Comment by Labo333

3 years ago

I understand that you do some kind of dot product (with two steps, Regev and GSW). However, it looks to me that those steps involve fixed dimension vectors.

- How do you handle variable length data? Do you need to pad it?

- What is the memory overhead of the storage of encrypted data?

I think that at least for video data, the streaming scheme "leaks" the size of the encrypted data with the number of streaming packets.

Yeah, every record needs to be the same size. For the demo, we batch the articles into 100KB chunks. We do a good job packing, where we put many small articles into a 100KB chunk, and we split large articles into many 100KB chunks. This packing is pretty efficient, roughly 90% of space is not wasted.

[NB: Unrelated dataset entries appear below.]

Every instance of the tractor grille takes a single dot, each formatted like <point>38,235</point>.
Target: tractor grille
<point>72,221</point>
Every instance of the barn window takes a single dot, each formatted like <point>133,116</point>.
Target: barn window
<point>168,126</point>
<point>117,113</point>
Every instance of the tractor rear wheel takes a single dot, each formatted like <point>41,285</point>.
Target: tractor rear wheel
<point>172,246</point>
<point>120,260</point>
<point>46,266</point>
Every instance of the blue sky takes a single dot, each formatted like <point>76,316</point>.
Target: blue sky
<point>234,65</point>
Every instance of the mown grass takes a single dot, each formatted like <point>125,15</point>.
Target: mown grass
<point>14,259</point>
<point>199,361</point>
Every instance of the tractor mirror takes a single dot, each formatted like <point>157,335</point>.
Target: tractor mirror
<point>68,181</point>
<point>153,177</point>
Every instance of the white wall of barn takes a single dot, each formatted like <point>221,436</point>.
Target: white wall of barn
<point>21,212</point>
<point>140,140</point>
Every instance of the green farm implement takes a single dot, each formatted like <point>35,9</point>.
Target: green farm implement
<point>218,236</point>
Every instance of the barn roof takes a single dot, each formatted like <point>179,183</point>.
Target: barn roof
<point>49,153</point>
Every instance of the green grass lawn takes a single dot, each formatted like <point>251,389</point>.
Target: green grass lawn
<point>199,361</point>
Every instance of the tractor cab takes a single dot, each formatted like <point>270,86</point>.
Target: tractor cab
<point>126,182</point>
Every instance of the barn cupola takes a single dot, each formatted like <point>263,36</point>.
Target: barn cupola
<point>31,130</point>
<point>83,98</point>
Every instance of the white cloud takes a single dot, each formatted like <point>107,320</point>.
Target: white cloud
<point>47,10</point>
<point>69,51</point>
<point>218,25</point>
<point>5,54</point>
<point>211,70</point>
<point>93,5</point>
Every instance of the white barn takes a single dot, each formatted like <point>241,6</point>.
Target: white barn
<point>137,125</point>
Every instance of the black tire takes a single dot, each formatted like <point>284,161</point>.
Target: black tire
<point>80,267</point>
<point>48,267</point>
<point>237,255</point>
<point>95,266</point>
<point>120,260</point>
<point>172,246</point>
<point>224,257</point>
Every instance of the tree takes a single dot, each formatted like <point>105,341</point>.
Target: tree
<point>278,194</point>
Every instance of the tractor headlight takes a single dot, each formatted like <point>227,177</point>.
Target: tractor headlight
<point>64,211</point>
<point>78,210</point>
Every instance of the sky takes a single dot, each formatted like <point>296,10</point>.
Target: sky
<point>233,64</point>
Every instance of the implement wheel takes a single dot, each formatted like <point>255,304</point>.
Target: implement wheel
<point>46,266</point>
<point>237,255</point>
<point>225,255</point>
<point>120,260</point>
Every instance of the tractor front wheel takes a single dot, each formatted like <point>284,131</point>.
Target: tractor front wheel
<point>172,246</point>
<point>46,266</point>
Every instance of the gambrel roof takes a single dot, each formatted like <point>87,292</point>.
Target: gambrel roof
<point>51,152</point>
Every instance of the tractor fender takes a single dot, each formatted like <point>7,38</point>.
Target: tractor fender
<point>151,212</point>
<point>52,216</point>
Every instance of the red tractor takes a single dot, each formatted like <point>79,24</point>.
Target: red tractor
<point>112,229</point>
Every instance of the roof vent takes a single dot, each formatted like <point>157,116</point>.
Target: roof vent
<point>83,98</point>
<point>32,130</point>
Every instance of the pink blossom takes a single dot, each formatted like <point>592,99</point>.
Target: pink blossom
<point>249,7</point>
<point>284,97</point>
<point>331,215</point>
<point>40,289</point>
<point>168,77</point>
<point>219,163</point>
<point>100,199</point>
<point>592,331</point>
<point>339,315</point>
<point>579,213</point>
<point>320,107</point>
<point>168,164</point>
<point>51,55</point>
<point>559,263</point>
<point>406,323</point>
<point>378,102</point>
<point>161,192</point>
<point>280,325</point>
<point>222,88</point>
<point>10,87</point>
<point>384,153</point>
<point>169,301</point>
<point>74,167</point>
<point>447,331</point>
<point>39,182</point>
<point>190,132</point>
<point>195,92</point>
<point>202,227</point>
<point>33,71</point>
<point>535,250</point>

The memory overhead is significant but not prohibitive… we have to keep something like a 5-8x larger encoded database in memory, but this overhead is from encoding the plaintext in a special format to allow a fast dot product, not from inefficiency in the packing.

  • Is it not possible to determine which article(s) the user downloaded based on the memory locations read? Of course, multiple small articles from within the same 100KB cannot be said, but for any medium to large article, you'd be able to make a good guess (if there are a handful of articles there) or an exact match (if there is <=1 article in that chunk) no?

    Or does the server go through a large chunk of its memory (say, at least a quarter of all of Wikipedia) and perform some oblivious computation on all of that data (applying the result modulo this 100KB return buffer)? That sounds very resource-intensive, at least for something large like Wikipedia (a doctor's office with some information pages of a few KB each could more easily do such a thing).

    In the latter case, is each request unique (does it involve some sort of IV that the client can xor out of the data again) or could an index be built similar to a list of hashed PIN codes mapped back to plain text numbers?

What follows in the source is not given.